Scenario: Investigate network security events

System Events can be used in conjunction with All Sessions to see what network security events took place, and specifically see what action was taken upon their detection:

1. Go to FortiView > System Events to see what and how many network events have taken place, as well as how severe they are in terms of the threat they pose to the network.

2. You see that a particular event has warranted a severe rating, and has allowed traffic to bypass the firewall. Note when the event took place, and go to FortiView > All Sessions, to see more information pertaining to the security event.

3. From this console, you can determine the system event’s source, how much traffic was sent and received, and the security action taken in response to this security event. These actions differ, depending upon the severity of the security event. See the entry for Security Action in Columns displayed on page 1175.

Failed Authentication

The Failed Authentication console displays instances in which users attempted to connect to the server but were unsuccessful. Depending on the Time Display setting, the console will display instances from the last 5 minutes, 1 hour, or 24 hours. The results can be sorted by the number of instances a given user attempted to log in.

By double-clicking on any of the entries on the main Failed Authentication console, a drill down view appears, displaying more detailed information on that user’s authentication attempts, including the date and time of each login attempt, the message explaining the reason each authentication failed e.g. a mismatched password, and the source IP address.

This console can be filtered by Destination, Login Type, Result, Source, Type, and User. For more on filters, see Filtering options.

Only FortiGate models 100D and above support the 24 hour historical data.

Scenario: Investigating a user’s failed authentication attempts

The Failed Authentications console can be used to access information on individual users and their unsuccessful attempts to access the network. In this scenario, an administrator investigates a user’s multiple attempts via the console’s drill down capability.

1. Go to FortiView > Failed Authentication to access the Failed Authentication console.

2. Select the Failed Attempts column header to sort the entries by number of attempts.

3. Double-click the top entry to drill down to more detailed information on attempts made by the user with the highest number of attempts.

Threat Map

The Threat Map console displays network activity by geographic region. Threats from various international destinations will be shown, but only those arriving at your destination, as depicted by the FortiGate. You can place your cursor over the FortiGate’s location to display the device name, IP address, and the city name/location.

A visual lists of threats is shown at the bottom, displaying the location, severity, and nature of the attacks. The color gradient of the darts on the map indicate the traffic risk, where red indicates the more critical risk.

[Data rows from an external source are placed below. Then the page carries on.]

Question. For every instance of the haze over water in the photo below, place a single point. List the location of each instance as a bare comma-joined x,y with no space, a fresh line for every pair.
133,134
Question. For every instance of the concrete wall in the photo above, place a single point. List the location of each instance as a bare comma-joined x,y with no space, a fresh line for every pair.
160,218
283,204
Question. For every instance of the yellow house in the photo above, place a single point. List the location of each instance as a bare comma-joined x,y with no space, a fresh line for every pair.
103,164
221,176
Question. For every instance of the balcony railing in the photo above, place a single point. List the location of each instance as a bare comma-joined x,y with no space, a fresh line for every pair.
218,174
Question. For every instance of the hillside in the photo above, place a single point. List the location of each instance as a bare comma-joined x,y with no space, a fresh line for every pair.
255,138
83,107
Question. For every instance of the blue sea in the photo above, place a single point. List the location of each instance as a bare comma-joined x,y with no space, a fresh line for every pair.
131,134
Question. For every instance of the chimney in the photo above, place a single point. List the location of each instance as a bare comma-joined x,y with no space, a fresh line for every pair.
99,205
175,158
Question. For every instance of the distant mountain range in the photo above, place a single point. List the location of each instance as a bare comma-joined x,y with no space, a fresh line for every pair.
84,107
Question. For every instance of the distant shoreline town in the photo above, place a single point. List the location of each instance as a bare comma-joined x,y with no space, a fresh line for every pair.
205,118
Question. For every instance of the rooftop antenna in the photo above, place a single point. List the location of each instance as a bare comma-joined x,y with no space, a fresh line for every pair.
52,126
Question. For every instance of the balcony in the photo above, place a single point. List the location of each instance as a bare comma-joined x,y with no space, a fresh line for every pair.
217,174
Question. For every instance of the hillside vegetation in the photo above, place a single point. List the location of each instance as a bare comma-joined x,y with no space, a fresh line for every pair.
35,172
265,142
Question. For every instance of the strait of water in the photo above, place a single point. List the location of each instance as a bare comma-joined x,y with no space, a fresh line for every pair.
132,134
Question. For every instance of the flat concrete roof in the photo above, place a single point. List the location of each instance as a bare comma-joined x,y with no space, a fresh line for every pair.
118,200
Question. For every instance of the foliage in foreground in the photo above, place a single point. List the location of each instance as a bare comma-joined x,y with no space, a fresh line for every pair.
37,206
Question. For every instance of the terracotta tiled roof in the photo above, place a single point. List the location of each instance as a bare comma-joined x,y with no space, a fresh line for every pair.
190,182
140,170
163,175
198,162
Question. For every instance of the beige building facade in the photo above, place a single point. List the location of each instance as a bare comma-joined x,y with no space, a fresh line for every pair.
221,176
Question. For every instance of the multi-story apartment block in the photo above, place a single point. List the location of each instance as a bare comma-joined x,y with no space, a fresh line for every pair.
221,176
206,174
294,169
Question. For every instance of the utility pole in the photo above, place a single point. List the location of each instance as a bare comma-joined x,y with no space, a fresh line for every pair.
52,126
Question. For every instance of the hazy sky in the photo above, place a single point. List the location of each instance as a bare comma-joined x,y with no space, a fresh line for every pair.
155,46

Unlike other FortiView consoles, this console has no filtering options, however you can click on any country to drill down into greater (filtered) detail.

Only FortiGate models 100D and above support the 24 hour historical data.

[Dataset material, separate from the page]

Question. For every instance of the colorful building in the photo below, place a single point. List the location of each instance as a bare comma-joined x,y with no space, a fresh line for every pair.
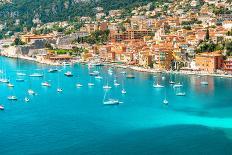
209,62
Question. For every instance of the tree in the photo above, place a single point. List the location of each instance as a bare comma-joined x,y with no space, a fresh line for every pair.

Scenario: Investigate various international threats

The Threat Map console can be used to regionalize areas that you are more interested in, and disregard regions that you are not interested in:

1. Go to FortiView > Threat Map to see a real-time map of the globe. This will show various incoming threats from multiple destinations around the world, depending upon where the FortiGate is placed on the map.

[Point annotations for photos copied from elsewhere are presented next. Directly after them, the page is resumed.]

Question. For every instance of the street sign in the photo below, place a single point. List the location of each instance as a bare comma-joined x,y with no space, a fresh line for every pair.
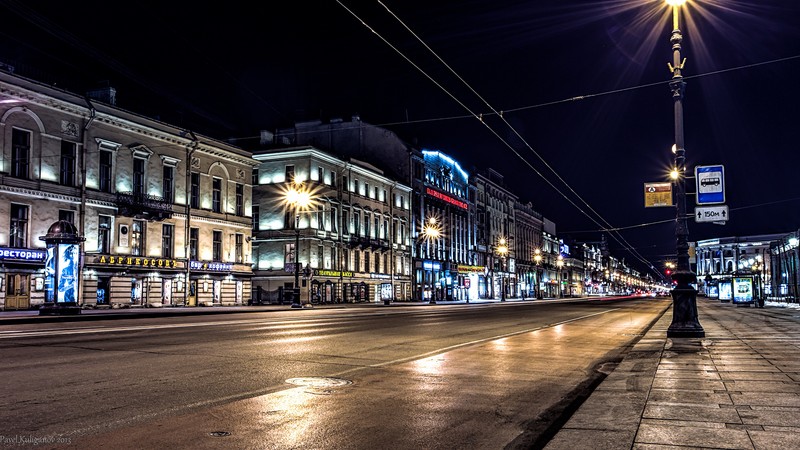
657,194
710,182
711,213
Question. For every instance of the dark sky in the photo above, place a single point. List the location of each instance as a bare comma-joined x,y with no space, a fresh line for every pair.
229,70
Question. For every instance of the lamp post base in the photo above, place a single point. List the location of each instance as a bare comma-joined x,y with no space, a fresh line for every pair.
684,309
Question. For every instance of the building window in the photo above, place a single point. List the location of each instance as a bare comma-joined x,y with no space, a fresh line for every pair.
194,239
256,218
67,215
216,195
18,235
104,234
138,176
138,230
168,184
20,153
68,163
167,233
105,171
195,197
239,199
239,248
288,253
217,245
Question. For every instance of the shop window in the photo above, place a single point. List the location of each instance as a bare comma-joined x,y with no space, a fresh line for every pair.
18,231
217,245
20,153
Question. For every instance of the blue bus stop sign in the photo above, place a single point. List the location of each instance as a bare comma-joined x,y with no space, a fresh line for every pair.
710,184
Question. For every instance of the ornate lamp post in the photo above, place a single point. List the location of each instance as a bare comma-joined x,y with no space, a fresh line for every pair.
502,250
431,231
560,265
684,296
299,199
537,258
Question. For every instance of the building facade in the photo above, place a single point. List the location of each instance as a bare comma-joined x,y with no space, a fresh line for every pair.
352,243
164,214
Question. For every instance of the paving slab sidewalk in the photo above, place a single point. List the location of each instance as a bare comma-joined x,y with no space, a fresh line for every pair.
736,388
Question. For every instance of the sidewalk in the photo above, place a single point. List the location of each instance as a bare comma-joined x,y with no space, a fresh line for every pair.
737,388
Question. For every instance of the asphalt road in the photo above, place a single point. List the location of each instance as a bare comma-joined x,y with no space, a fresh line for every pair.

2. You are not interested with threats that are being sent to Eastern Europe, however you are concerned with threats that may be sent to a city in North America. Click and drag the FortiGate to the approximate location where you would like to monitor the incoming threats.

3. To see which countries are sending the more severe threats to your region/location, either see where the red darts are coming from, or check the visual lists of threats at the bottom.